Face à mon canevas, je sentais toute la violence qui s’en dégageait et mon cœur se mit à cogner dans ma poitrine alors que j’avais eu l’impression de peindre comme une automate, sans aucun ressenti. J’en demeurais interdite. Comment pouvais-je être aussi agressive moi qui n’avais, depuis ma rencontre avec Giorgio, exprimé que douceur dans mes œuvres ? Cependant, je me sentais libérée d’une émotion qui m’avait gardée prostrée pendant de longs jours et ne m’avait apporté que souffrance et déplaisir.

Quelques jours plus tard, je revins vers ce premier tableau. En le regardant, je fus surprise de constater qu’il émanait du monstre censé représenter cette colère plus de douceur qu’à ma première impression. C’était probablement dû au fait que j’avais extériorisé cette émotion et qu’elle n’avait plus le même impact sur moi. J’analysai mon ressenti. J’étais heureuse d’avoir apaisé ma colère en peignant ces contrastes de noir et de rouge. Je savais aussi que cette colère n’était pas seulement dirigée contre Giorgio, mais aussi contre ma mère. Enfant, j’étais souvent révoltée, mais j’avais rarement des accès d’agressivité envers elle, et cette altercation que nous avions eue le jour même où j’avais traduit cette émotion en peinture en était la preuve indéniable.

Puis j’eus des moments de doute et je me demandais à nouveau si cette agressivité n’était pas aussi dirigée contre Matteo. Ce n’était pas clair dans mon esprit. Aussi ne m’y attardai-je pas trop et me remis-je au travail pour voir ce qui allait se dessiner sur la toile.
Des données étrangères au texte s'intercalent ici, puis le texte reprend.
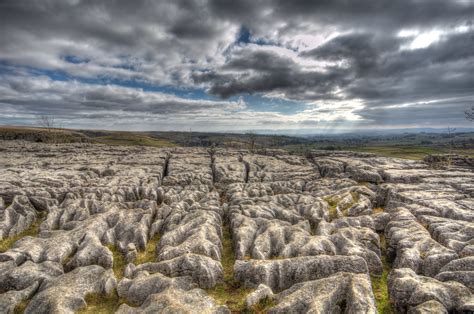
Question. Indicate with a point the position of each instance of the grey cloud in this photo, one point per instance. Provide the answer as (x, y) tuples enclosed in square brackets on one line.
[(41, 95)]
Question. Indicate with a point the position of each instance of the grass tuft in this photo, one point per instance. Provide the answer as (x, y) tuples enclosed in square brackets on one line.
[(119, 261), (379, 283), (32, 231), (149, 254), (20, 307), (230, 292), (263, 306), (332, 208), (101, 304)]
J’avais vraiment besoin de laisser mon inconscient s’exprimer à travers la peinture. De la colère contenue dans mon premier tableau due à ce que j’avais considéré comme un échec, Giorgio n’ayant pas été le premier homme qui m’avait quittée, je passais à la déception. J’avais cru en notre histoire et, comme les précédentes, elle se terminait en me laissant une angoisse au ventre qui me déchirait. Bien sûr, l’exercice un peu forcé auquel je venais de me soumettre m’avait aidée, mais la déception que je venais d’essuyer était très dure à accepter. Le personnage peint, chez qui je décèle une imperturbable froideur, me met mal à l’aise bien qu’il me ressemble. Aucun paysage ne l’entoure, et le fond du tableau est uniformément gris. Près de lui, une corde au bout de laquelle un nœud coulant semble attendre un cou à enserrer, pend à une branche morte qui n’est rattachée à rien. Ce détail lugubre exprime de manière évidente ma séparation d’avec Giorgio et le vide qui entoure cet autoportrait n’est que le reflet de l’immense désert affectif dans lequel cette rupture me fait à nouveau plonger. De plus, ce n’est qu’un tronc bleu surmonté d’une tête.